I really had a hard time finding the motivation to see American Sniper. It is the type of movie I avoid as best I can. I do not typically enjoy movies about war. That is especially true of films about any wars that have taken place throughout my lifetime. My first and foremost issue is that I do not find them entertaining. And by entertaining, I mostly mean funny. It is difficult to find very much amusing about the never-ending warfare in the middle east. Beyond that there is just so much beige, and that, in and of itself, is unappealing.
I was pleasantly surprised by how much I enjoyed this film. I found parts entertaining and even uplifting. Yes, there was plenty that was disturbing and heartbreaking about the film, but I did not leave the theater feeling exhausted and depressed like I often do after movies about modern wars.
Bradley Cooper did a fantastic job in his portrayal of Chris Kyle. He was charming, as expected, but also convincingly expressed the experiences of war from a different perspective than we often see.
I think a tremendous benefit to the film was the casting of Jake McDormand. I did not know that he was in the film before I went to see it. As soon as I saw him, I breathed a sigh of relief because I knew that I would be, at least periodically, entertained. His character, Biggles, was the highlight of the film for me. He brought light to a film about a dark subject matter in the same way, I can only assume, Ryan “Biggles” Job did for these men in real life.

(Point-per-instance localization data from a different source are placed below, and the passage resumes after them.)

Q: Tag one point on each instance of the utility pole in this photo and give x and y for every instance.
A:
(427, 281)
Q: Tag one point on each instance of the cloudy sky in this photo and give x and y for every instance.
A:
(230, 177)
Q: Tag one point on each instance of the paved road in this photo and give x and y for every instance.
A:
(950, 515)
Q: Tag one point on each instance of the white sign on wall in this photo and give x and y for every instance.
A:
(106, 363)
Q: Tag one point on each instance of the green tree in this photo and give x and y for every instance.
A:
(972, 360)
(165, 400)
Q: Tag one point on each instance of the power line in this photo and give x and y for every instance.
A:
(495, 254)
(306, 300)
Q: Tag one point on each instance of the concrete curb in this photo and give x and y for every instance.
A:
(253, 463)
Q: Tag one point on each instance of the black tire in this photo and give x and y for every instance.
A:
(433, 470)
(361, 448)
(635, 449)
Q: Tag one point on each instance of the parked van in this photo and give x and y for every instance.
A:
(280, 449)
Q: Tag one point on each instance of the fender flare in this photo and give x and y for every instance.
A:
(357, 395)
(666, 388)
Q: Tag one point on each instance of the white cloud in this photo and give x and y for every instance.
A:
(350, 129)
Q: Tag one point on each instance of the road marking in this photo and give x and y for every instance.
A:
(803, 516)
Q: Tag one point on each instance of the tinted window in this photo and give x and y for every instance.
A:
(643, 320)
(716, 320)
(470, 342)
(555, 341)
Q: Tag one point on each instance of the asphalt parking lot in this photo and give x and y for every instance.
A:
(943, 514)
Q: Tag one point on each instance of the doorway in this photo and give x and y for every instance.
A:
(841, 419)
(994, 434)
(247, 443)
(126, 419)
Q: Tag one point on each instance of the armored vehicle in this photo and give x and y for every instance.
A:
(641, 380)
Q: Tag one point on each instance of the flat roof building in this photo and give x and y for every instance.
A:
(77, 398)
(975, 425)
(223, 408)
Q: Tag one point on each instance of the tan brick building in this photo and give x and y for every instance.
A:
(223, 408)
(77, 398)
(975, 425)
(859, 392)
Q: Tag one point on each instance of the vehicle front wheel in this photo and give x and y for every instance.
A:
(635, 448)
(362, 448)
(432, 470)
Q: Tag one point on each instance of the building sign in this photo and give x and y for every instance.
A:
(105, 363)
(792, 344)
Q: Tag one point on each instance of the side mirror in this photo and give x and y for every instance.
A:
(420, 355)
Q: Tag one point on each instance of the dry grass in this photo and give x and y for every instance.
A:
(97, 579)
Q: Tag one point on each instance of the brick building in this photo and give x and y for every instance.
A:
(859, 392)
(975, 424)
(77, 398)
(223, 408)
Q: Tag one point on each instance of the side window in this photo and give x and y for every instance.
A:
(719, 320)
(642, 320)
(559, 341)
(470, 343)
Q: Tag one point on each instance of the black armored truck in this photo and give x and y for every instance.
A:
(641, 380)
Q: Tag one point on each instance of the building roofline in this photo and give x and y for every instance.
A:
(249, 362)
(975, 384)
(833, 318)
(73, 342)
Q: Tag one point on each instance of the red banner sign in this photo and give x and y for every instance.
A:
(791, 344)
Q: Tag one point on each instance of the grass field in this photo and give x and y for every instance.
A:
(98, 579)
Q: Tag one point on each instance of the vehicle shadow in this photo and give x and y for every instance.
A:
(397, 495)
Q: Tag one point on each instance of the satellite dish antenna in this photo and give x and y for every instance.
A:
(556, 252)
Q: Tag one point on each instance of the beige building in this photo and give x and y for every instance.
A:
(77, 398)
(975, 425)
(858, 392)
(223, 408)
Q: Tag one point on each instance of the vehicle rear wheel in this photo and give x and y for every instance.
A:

The story is powerful. No matter you opinions on war, on sniping, or on the state of our country in general. A subject matter I do not make a habit of tackling on this blog or in my life in general, but an important one for sure. If you are resisting seeing the film because you think it will be a downer, know that this is not the case. The film was entertaining and uplifting while dealing with issues many of us choose to avoid when it comes to entertainment.